/genomics_ood

PyTorch Implementation for the Bacteria Genomics OOD dataset in "Likelihood Ratios for Out-of-Distribution Detection"

Primary LanguagePython

Bacteria Genomics OOD dataset

This dataset implements a PyTorch dataset for the Genomics OOD dataset proposed in

J. Ren et al., “Likelihood Ratios for Out-of-Distribution Detection,” arXiv:1906.02845 [cs, stat], Available: http://arxiv.org/abs/1906.02845.

The dataset contains for each input sample

  • A sequence of 250 integers, where each number is from {0, 1, 2, 3} indicating {A, C, G, T}.
  • A class label, range from 0 to 129 for the bacteria class.
  • A a string notating where the sequence comes from.
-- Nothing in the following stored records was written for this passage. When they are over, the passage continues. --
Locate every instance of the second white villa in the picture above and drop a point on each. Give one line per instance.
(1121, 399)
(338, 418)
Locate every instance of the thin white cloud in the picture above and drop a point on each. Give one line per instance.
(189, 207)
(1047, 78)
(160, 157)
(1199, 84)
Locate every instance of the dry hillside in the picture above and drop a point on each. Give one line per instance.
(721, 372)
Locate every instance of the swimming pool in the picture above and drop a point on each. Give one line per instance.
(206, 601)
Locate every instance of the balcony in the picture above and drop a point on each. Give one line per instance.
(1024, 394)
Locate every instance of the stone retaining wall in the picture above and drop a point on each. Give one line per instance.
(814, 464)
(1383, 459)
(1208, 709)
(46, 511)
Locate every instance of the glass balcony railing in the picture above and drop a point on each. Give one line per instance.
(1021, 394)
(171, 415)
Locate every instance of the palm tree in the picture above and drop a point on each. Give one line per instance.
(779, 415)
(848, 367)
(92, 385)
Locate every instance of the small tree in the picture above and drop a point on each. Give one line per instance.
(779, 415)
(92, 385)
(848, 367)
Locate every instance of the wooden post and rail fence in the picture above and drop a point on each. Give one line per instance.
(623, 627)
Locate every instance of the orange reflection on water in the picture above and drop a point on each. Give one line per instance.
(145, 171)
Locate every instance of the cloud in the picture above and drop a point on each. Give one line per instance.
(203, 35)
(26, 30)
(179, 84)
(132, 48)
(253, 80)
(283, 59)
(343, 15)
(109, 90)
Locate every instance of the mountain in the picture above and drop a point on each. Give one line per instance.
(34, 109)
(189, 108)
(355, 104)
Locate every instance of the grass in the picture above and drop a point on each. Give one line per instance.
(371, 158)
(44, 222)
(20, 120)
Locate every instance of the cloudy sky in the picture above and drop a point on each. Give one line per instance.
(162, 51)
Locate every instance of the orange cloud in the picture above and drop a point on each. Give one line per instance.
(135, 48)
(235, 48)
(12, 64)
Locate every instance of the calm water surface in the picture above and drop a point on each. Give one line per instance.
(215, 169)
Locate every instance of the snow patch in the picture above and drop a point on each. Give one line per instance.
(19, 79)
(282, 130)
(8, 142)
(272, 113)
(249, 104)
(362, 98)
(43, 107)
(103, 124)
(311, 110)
In total there a 5 splits: Train, Validation, Test split with 10 in-distribution classes and a valdidation out-of-distribution dataset, as well as a out-of-distribution test set with 60 classes each.

The dataset with generated indices can be downloaded via Kaggle.

Attribution

The original dataset was released by

Jie Ren, Google Research, 05/23/2019, jjren@google.com

Following CC BY 4.0 International license, this is released and distributed under the CC BY 4.0 license. The original dataset can be found here.